These results are also consistent with our findings that the lowest incidence of GDM occurred with summer conceptions when women were more likely to be physically active. However, we are not aware of the studies reporting seasonal variation in levels of activity in pregnancy.

Nutrient intake

Seasonal variation of nutrient intake may affect metabolism, and this may also provide clues to understand the seasonal variation of GDM. Prospective25 and retrospective40 studies have demonstrated a seasonal trend in nutrient intake in pregnant women. Unfortunately, data are not completely consistent. Previous studies have shown that a high total fat intake at time of diagnosis, in most cases at 24–28 weeks gestation, is associated with an increased risk for GDM.10 37 Interestingly, the total fat intake in one study was shown to be highest in spring,25 whereas the other showed the highest fat intake in summer.40 The latter corresponds to conception in autumn and winter, which is consistent with our findings.

Vitamin D

Serum vitamin D levels have a seasonal variation, with highest concentrations in summer and autumn and lowest concentrations in winter and spring.26 This is not surprising, since vitamin D is mainly derived from skin exposure to sunlight and dietary intake.41 The lowest dietary intake of vitamin D was seen in autumn and the highest in spring.25 40

A recent meta-analysis of studies published between 2008 and 2015 with over 9200 women showed that low vitamin D status associates with GDM.42 A vitamin D response element in the human insulin receptor gene promoter has been identified,43 suggesting a potential role for vitamin D in enhancing insulin secretion. Wang et al44 demonstrated that higher vitamin D levels stimulate increased β-cell mass and as such potentially also β-cell insulin secretion capacity. However, other studies have reported conflicting results. The association between vitamin D and its specific role in the development of GDM is contentious and merits further investigation.

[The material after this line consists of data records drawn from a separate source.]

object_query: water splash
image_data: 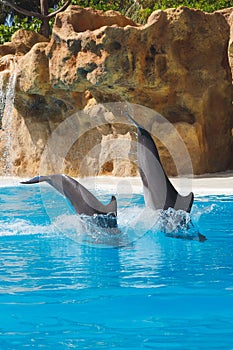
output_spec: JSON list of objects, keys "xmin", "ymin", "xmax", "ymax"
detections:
[
  {"xmin": 0, "ymin": 59, "xmax": 18, "ymax": 175},
  {"xmin": 0, "ymin": 218, "xmax": 57, "ymax": 237},
  {"xmin": 0, "ymin": 194, "xmax": 207, "ymax": 245},
  {"xmin": 158, "ymin": 207, "xmax": 206, "ymax": 241}
]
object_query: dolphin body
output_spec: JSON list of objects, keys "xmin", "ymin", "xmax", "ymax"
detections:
[
  {"xmin": 21, "ymin": 174, "xmax": 117, "ymax": 228},
  {"xmin": 126, "ymin": 113, "xmax": 194, "ymax": 213},
  {"xmin": 126, "ymin": 113, "xmax": 207, "ymax": 242}
]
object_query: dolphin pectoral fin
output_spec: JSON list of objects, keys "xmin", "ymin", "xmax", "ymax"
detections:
[
  {"xmin": 20, "ymin": 176, "xmax": 49, "ymax": 184},
  {"xmin": 103, "ymin": 195, "xmax": 117, "ymax": 216}
]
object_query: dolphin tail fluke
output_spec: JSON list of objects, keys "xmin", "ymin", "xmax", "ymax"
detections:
[
  {"xmin": 20, "ymin": 176, "xmax": 49, "ymax": 184},
  {"xmin": 104, "ymin": 195, "xmax": 117, "ymax": 216},
  {"xmin": 175, "ymin": 192, "xmax": 194, "ymax": 213}
]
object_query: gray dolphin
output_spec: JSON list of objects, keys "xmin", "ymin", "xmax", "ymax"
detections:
[
  {"xmin": 21, "ymin": 174, "xmax": 117, "ymax": 228},
  {"xmin": 126, "ymin": 113, "xmax": 194, "ymax": 213}
]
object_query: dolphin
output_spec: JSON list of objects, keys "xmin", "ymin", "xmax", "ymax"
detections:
[
  {"xmin": 125, "ymin": 112, "xmax": 194, "ymax": 213},
  {"xmin": 21, "ymin": 174, "xmax": 117, "ymax": 228},
  {"xmin": 126, "ymin": 113, "xmax": 207, "ymax": 242}
]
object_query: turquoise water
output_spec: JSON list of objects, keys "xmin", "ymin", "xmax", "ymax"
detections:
[{"xmin": 0, "ymin": 182, "xmax": 233, "ymax": 349}]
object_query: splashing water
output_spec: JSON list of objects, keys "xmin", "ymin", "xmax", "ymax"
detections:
[
  {"xmin": 0, "ymin": 180, "xmax": 208, "ymax": 246},
  {"xmin": 1, "ymin": 59, "xmax": 18, "ymax": 175},
  {"xmin": 0, "ymin": 205, "xmax": 205, "ymax": 246},
  {"xmin": 158, "ymin": 207, "xmax": 206, "ymax": 241},
  {"xmin": 42, "ymin": 206, "xmax": 203, "ymax": 247}
]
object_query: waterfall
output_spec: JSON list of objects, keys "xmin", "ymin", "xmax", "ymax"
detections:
[
  {"xmin": 0, "ymin": 74, "xmax": 5, "ymax": 120},
  {"xmin": 0, "ymin": 59, "xmax": 18, "ymax": 176}
]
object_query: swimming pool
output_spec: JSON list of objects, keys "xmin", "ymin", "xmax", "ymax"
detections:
[{"xmin": 0, "ymin": 177, "xmax": 233, "ymax": 349}]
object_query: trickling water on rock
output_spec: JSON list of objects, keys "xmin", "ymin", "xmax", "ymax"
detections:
[
  {"xmin": 0, "ymin": 73, "xmax": 5, "ymax": 121},
  {"xmin": 0, "ymin": 59, "xmax": 18, "ymax": 175}
]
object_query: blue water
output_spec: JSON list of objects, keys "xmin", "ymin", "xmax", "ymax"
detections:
[{"xmin": 0, "ymin": 182, "xmax": 233, "ymax": 349}]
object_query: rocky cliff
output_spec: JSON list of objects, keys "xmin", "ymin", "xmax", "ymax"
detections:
[{"xmin": 0, "ymin": 6, "xmax": 232, "ymax": 177}]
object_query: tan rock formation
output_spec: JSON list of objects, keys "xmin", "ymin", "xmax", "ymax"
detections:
[
  {"xmin": 0, "ymin": 29, "xmax": 49, "ymax": 68},
  {"xmin": 0, "ymin": 8, "xmax": 138, "ymax": 177},
  {"xmin": 215, "ymin": 7, "xmax": 233, "ymax": 81},
  {"xmin": 46, "ymin": 6, "xmax": 137, "ymax": 91},
  {"xmin": 45, "ymin": 5, "xmax": 233, "ymax": 175},
  {"xmin": 0, "ymin": 6, "xmax": 232, "ymax": 177}
]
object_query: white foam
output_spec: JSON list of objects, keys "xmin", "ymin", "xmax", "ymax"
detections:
[{"xmin": 0, "ymin": 218, "xmax": 56, "ymax": 237}]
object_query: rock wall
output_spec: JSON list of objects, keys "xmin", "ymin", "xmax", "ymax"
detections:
[
  {"xmin": 0, "ymin": 5, "xmax": 232, "ymax": 177},
  {"xmin": 227, "ymin": 10, "xmax": 233, "ymax": 82}
]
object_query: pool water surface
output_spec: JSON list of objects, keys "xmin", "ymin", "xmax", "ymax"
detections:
[{"xmin": 0, "ymin": 181, "xmax": 233, "ymax": 349}]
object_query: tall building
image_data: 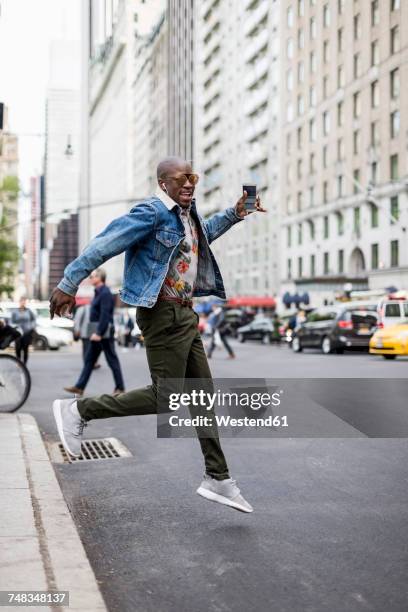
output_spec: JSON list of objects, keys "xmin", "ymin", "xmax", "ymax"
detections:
[
  {"xmin": 280, "ymin": 0, "xmax": 408, "ymax": 305},
  {"xmin": 194, "ymin": 0, "xmax": 281, "ymax": 298},
  {"xmin": 0, "ymin": 104, "xmax": 19, "ymax": 244},
  {"xmin": 168, "ymin": 0, "xmax": 195, "ymax": 162},
  {"xmin": 23, "ymin": 176, "xmax": 43, "ymax": 298}
]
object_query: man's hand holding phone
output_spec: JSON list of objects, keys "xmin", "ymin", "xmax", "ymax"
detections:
[{"xmin": 234, "ymin": 185, "xmax": 267, "ymax": 218}]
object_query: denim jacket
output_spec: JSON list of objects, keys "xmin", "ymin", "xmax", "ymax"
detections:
[{"xmin": 57, "ymin": 195, "xmax": 243, "ymax": 307}]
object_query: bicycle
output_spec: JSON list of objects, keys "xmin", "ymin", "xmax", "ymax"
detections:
[{"xmin": 0, "ymin": 327, "xmax": 31, "ymax": 413}]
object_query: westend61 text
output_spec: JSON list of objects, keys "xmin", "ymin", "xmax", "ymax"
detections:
[{"xmin": 168, "ymin": 415, "xmax": 288, "ymax": 428}]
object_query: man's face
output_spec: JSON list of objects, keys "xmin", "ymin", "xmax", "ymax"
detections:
[
  {"xmin": 90, "ymin": 272, "xmax": 100, "ymax": 287},
  {"xmin": 19, "ymin": 298, "xmax": 26, "ymax": 308},
  {"xmin": 159, "ymin": 162, "xmax": 197, "ymax": 208}
]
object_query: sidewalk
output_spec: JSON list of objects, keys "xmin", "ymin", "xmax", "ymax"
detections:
[{"xmin": 0, "ymin": 413, "xmax": 107, "ymax": 612}]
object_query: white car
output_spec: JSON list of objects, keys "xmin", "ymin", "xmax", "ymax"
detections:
[{"xmin": 377, "ymin": 299, "xmax": 408, "ymax": 328}]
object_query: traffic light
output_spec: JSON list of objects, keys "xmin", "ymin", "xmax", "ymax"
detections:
[{"xmin": 0, "ymin": 102, "xmax": 3, "ymax": 130}]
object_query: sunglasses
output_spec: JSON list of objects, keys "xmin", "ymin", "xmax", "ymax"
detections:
[{"xmin": 161, "ymin": 173, "xmax": 200, "ymax": 187}]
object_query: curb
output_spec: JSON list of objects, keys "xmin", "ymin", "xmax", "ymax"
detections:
[{"xmin": 1, "ymin": 413, "xmax": 108, "ymax": 612}]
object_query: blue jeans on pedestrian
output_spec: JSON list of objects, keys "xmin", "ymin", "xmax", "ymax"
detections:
[{"xmin": 76, "ymin": 337, "xmax": 125, "ymax": 391}]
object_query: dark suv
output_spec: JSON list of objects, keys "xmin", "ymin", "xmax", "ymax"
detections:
[{"xmin": 291, "ymin": 303, "xmax": 379, "ymax": 354}]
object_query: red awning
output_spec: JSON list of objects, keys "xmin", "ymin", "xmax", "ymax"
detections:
[{"xmin": 227, "ymin": 296, "xmax": 276, "ymax": 308}]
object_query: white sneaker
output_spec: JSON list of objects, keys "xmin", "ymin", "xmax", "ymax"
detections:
[
  {"xmin": 196, "ymin": 475, "xmax": 253, "ymax": 513},
  {"xmin": 52, "ymin": 398, "xmax": 88, "ymax": 458}
]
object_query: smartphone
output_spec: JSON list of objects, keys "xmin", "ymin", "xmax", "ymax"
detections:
[{"xmin": 243, "ymin": 184, "xmax": 257, "ymax": 211}]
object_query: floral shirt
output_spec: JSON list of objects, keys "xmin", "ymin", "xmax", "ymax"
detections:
[{"xmin": 160, "ymin": 207, "xmax": 199, "ymax": 299}]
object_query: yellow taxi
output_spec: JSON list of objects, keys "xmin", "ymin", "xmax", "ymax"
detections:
[{"xmin": 369, "ymin": 320, "xmax": 408, "ymax": 359}]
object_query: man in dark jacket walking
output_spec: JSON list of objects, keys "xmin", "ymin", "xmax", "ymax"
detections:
[{"xmin": 64, "ymin": 268, "xmax": 125, "ymax": 397}]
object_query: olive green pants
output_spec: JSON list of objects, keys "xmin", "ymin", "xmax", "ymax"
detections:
[{"xmin": 77, "ymin": 301, "xmax": 230, "ymax": 480}]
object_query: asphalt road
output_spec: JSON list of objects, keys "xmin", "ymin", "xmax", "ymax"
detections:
[{"xmin": 22, "ymin": 340, "xmax": 408, "ymax": 612}]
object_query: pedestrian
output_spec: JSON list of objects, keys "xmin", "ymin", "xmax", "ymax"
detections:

Strengths and weaknesses of the study

A major strength of this population-based study lies in the large number of analyzed births. The SAPSC collects information regarding the characteristics and outcome of all births in SA, notified by hospital and homebirth midwives, and neonatal nurses.

As this was a retrospective study, we could only use variables that were already listed on the data set. GDM was listed in the SAPSC when the clinician documented that the women had GDM. In the study period, there were stable criteria for diagnosis and a consistent approach used by all care providers. This study included only the live-born babies during the study period. However, third trimester stillbirth is not very common, so it is unlikely that this has influenced the seasonal variation of GDM observed in this study. Since 2007, SAPSC began collecting data on BMI of the pregnant women. We used BMI as one of our inclusion criteria, which meant we had to exclude 35.55% of the total births between January 2007 and December 2011. SAPSC validation studies have shown that notifications of births in SA made by hospital and homebirth midwives, and hospital neonatal nurses on the SBR were robust for the parameters studied.45 The pregnancies analyzed in this study could therefore be considered as a proper representation of the South Australian and Australian population.

Conclusion and further research

This representative study has identified a statistically significant seasonal variation in the incidence of GDM. The etiology of GDM involves exposures that occur before it is clinically recognized. This suggests that the pathophysiologic mechanisms explaining (the seasonality of) GDM may have their origin early in pregnancy. These epidemiological data also support exploring the contributions of exposures with seasonal periodicity to GDM, such as environmental and lifestyle differences.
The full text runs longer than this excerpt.